Learning Theory Systems
          Behavioral learning theory is the oldest of the systems discussed by Yount.[1]  The focus on this system is the behavior of the students including both academic and social skills.  IN this system we find the contributions of men such as John Lock, Wilhelm Wundt, Ivan Pavlov, John B. Watson, Edward L. Thorndike, and B. F. Skinner.[2]  All of these men contributed to what would become psychology and the branch with which we are interested here, educational psychology especially our understanding of positive and negative reinforcement in the classroom setting.  In this system the learner is treated as a machine and is best described as programmed instruction where the programs maximize reinforcement while attempting to minimize failure.[3]
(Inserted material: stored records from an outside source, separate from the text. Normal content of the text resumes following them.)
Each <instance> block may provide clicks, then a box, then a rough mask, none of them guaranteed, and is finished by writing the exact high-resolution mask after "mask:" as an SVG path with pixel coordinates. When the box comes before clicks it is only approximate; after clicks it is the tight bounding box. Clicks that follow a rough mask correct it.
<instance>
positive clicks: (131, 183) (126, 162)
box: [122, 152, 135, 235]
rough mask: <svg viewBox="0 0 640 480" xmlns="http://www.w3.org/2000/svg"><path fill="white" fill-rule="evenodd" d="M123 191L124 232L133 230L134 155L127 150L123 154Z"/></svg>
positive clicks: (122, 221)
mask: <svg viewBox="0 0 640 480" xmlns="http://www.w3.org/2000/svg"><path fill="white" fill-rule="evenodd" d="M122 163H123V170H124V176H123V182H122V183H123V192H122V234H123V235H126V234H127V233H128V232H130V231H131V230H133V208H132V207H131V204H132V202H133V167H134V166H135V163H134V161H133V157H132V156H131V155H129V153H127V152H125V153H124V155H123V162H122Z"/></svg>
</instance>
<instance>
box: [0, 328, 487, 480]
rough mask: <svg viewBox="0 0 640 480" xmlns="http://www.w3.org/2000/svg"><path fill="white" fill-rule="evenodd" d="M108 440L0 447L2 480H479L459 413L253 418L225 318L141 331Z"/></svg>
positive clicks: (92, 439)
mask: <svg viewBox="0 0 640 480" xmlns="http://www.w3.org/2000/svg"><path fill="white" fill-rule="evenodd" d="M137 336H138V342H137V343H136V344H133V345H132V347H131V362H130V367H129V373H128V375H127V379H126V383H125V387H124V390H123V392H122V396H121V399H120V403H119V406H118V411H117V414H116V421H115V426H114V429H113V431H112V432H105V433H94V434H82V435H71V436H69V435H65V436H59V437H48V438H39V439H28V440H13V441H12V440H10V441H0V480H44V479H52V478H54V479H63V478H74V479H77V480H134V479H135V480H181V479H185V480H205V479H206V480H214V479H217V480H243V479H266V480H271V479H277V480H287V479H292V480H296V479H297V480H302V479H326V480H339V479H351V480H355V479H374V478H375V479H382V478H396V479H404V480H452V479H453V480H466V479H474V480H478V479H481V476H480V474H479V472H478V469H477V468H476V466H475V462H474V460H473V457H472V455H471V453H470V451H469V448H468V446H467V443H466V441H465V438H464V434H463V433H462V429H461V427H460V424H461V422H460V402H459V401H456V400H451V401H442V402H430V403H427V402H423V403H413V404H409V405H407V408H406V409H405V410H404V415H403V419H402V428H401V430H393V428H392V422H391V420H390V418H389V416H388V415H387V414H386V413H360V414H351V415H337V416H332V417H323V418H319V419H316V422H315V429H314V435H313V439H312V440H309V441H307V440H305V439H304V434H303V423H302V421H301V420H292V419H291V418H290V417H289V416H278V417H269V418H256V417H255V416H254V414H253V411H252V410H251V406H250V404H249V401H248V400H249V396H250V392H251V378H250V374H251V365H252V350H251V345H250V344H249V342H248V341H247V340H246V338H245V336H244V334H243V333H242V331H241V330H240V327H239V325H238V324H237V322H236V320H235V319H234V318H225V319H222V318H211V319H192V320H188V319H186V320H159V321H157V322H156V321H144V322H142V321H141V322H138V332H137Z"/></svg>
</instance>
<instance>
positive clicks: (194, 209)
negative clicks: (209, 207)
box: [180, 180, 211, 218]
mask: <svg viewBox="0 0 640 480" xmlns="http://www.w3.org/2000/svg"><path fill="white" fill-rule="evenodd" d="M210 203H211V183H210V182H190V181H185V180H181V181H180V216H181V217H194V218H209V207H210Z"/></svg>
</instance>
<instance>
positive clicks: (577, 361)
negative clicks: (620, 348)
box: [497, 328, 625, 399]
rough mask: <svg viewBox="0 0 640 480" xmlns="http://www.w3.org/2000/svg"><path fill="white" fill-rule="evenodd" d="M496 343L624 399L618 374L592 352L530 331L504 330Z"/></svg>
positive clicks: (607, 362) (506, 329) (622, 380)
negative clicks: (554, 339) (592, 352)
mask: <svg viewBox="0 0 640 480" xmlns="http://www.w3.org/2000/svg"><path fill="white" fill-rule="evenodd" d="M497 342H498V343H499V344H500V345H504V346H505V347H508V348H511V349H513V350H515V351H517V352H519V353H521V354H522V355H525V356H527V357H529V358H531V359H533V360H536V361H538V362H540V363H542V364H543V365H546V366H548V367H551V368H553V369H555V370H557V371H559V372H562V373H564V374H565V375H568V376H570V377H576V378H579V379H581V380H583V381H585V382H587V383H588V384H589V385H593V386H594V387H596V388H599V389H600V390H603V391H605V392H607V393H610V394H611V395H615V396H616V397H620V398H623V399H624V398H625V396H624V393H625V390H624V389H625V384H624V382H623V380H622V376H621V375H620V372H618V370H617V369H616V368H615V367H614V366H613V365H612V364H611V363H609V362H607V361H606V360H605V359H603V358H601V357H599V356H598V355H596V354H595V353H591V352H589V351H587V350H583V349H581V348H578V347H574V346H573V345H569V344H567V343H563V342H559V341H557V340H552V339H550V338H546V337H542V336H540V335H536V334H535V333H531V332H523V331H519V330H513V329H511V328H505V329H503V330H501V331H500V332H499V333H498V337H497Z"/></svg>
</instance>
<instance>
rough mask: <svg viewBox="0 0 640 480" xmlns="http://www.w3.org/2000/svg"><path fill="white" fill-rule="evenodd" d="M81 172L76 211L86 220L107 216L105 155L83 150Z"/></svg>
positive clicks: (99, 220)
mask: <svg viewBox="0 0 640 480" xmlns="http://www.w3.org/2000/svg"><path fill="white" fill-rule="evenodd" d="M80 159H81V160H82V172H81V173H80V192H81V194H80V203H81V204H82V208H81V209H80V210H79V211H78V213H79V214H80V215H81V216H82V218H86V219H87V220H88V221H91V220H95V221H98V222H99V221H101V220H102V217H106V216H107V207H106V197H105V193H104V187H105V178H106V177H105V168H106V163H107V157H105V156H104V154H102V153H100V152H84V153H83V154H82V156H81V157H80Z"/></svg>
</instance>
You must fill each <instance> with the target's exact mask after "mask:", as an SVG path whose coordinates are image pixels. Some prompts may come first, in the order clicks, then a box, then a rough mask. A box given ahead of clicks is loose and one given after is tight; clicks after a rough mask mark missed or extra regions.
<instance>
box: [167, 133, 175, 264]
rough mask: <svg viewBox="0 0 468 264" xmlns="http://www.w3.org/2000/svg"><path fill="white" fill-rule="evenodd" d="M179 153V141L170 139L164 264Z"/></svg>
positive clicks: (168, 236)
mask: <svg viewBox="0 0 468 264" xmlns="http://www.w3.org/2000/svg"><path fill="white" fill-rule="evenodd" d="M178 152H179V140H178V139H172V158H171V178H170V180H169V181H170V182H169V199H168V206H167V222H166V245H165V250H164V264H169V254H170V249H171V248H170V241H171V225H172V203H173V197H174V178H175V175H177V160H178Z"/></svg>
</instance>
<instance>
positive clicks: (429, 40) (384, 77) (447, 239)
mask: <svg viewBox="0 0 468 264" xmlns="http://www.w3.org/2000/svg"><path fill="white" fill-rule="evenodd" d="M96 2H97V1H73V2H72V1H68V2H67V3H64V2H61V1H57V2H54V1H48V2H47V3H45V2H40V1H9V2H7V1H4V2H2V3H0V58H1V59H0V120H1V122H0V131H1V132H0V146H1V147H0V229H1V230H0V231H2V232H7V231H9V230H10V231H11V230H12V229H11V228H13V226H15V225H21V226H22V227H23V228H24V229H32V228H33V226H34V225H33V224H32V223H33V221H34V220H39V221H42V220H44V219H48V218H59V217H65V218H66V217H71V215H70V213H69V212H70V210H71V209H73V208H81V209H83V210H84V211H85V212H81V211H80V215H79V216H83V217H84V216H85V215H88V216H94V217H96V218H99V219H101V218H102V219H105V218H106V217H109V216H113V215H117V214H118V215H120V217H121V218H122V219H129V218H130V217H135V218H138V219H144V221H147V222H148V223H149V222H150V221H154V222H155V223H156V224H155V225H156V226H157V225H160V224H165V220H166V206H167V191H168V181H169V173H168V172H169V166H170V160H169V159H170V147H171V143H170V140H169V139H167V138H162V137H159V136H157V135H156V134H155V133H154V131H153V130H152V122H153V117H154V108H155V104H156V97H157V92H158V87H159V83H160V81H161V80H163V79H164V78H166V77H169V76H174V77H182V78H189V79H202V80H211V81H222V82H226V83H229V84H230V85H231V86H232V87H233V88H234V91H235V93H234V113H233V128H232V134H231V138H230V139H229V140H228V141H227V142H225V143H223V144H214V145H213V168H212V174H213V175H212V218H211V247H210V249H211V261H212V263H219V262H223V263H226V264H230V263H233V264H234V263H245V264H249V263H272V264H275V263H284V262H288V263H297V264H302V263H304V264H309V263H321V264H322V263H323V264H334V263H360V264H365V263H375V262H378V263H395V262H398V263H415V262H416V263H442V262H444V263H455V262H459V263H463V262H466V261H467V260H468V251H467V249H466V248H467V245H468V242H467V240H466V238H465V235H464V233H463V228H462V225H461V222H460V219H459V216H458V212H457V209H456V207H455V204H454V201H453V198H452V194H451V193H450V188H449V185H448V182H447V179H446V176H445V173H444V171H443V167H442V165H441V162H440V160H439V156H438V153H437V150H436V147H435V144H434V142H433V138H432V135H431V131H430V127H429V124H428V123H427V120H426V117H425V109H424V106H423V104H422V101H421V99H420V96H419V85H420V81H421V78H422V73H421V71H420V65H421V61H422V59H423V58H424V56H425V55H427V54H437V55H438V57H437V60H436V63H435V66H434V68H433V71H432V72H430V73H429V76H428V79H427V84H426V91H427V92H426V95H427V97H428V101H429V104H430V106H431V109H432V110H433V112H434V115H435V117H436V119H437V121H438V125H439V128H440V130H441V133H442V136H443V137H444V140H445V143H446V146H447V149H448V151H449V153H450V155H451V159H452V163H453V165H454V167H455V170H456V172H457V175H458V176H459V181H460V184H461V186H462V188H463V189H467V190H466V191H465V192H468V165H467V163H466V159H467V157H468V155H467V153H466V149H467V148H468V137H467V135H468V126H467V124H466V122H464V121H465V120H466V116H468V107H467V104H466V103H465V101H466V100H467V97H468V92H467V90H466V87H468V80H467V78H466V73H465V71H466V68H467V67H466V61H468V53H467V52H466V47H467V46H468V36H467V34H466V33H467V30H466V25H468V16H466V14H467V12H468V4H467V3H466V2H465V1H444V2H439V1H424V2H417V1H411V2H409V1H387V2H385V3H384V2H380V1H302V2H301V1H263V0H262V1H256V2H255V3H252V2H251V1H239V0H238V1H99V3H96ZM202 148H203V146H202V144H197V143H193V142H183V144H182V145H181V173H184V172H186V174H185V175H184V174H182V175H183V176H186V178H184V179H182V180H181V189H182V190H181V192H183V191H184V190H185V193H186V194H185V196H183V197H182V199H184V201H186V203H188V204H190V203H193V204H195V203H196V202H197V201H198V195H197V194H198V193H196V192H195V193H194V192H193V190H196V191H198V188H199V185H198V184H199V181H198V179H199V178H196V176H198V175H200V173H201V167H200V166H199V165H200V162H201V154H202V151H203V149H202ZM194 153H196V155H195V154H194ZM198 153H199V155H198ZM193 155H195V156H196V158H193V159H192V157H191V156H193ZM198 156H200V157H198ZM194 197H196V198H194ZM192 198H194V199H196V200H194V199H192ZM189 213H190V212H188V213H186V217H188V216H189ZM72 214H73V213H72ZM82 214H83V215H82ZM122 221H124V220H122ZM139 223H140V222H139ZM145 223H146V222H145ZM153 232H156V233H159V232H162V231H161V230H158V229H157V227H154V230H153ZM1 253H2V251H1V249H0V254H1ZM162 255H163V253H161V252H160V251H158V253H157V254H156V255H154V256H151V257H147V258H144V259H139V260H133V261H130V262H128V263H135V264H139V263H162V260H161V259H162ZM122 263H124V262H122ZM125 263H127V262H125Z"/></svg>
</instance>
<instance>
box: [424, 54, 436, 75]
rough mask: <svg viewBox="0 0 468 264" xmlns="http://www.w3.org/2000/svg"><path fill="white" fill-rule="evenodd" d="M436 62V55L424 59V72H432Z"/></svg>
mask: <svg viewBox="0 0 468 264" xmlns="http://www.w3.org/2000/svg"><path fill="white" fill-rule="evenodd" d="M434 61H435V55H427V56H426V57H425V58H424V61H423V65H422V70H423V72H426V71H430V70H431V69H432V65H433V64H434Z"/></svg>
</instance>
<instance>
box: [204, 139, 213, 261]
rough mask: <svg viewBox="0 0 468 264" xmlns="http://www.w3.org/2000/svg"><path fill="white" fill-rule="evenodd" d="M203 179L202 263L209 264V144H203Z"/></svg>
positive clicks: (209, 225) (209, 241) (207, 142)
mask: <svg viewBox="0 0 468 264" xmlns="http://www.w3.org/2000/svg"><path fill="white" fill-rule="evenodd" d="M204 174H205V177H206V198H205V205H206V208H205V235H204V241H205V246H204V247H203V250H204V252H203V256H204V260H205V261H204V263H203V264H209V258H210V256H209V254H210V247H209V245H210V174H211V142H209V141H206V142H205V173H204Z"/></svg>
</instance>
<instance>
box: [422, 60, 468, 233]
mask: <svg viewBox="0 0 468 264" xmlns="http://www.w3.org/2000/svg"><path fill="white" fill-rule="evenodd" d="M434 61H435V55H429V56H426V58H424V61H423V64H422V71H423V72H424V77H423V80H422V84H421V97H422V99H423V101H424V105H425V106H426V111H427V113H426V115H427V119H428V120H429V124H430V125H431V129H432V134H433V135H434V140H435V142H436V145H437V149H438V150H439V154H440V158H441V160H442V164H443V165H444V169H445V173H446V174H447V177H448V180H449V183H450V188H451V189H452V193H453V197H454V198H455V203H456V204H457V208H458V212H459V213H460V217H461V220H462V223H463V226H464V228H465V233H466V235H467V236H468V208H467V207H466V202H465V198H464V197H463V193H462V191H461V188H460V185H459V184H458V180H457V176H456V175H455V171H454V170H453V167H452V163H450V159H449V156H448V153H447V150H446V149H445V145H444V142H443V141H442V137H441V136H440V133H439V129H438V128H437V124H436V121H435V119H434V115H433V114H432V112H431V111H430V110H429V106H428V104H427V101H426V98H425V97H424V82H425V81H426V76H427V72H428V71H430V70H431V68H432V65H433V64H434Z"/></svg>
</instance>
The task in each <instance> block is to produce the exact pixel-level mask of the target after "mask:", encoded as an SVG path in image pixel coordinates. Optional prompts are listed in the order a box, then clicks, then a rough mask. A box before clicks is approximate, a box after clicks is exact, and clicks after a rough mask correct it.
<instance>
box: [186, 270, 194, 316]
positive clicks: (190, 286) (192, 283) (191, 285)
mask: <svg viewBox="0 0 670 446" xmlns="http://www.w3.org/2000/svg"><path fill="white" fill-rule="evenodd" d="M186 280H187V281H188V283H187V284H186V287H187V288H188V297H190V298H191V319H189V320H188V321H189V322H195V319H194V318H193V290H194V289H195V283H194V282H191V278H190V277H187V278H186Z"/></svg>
          The biggest challenge for behavioral learning theory is the inability to account for learning that occurs through modeling and imitation.[4]  The acknowledged spokesman for social behavioral learning is Albert Bandura who published the definitive work on the subject in 1977 called Social Learning Theory.[5]  Social learning moved away from behavioral learning in three key ways: direct reinforcement of the observer is unnecessary for learning to occur, rational encoding and mental representations of observed behaviors, and an interaction of between the learner and the environment where the environment influences the learner and the learner influences the environment.[6]
          Cognitive learning theory focuses on the thinking of students instead of their behavior or attitudes.[7]  The view of cognitive learning theorists is that internal mental processes can be studies in a scientific manner. Here we again find the work of Wilhelm Wundt as well as that of Ernst Mach, Max Wertheimer, Wolfgang Köhler, Kurt Lewin, and Jerome Bruner.  Of particular interest is Bruner’s Discovery Learning which emphasizes students discovering solutions to problems individually or in groups.[8]  Part of Bruner’s approach includes the view of presenting material in small doses to promote a greater economy of learning.  Yount goes on to describe the current state of cognitive learning theory and the continuing development of such subcategories as the Information Processing Theory Model which uses the personal computer as an analogy.[9]   
          Closing out Yount’s learning theory systems is humanistic learning.[10]  Yount then goes on to explain that the tenets of humanistic learning have not disappeared but have simply been absorbed by Radical Constructivism.  Humanistic learning is grounded in secular humanism which focuses on man to the exclusion of God.  One definition states secular humanism is a wasy of life and thought that is pursued without reference to God or religion.  It is a worldview and lifestyle oriented to the profane rather than the sacred, the natural rather than the supernatural.  In short secularism is a nonreligious approach to individual and social life.[11]  Humanistic learning theory developed in response to the rigid educational approaches from previous generations rather than in opposition to the church.[12]  The goal of educational humanism was to personalize the classroom. 

[1] Yount, William R. Created To Learn, 2nd ed. (Nashville: B&H Publishing Group, 2010), 171.
[2] Ibid, 173-80.
[3] Ibid, 205.
[4] Ibid, 216.
[5] Ibid.
[6] Ibid, 217.
[7] Ibid, 233.
[8] Ibid, 241.
[9] Ibid, 277-85
[10] Ibid, 309.
[11] Elwell, Walter A., ed. Evangelical Dictionary of Theology 2nd Edition. (Grand Rapids: Baker Academic, 2001), 1085.
[12] Yount, William R. Created To Learn, 2nd ed. (Nashville: B&H Publishing Group, 2010), 313.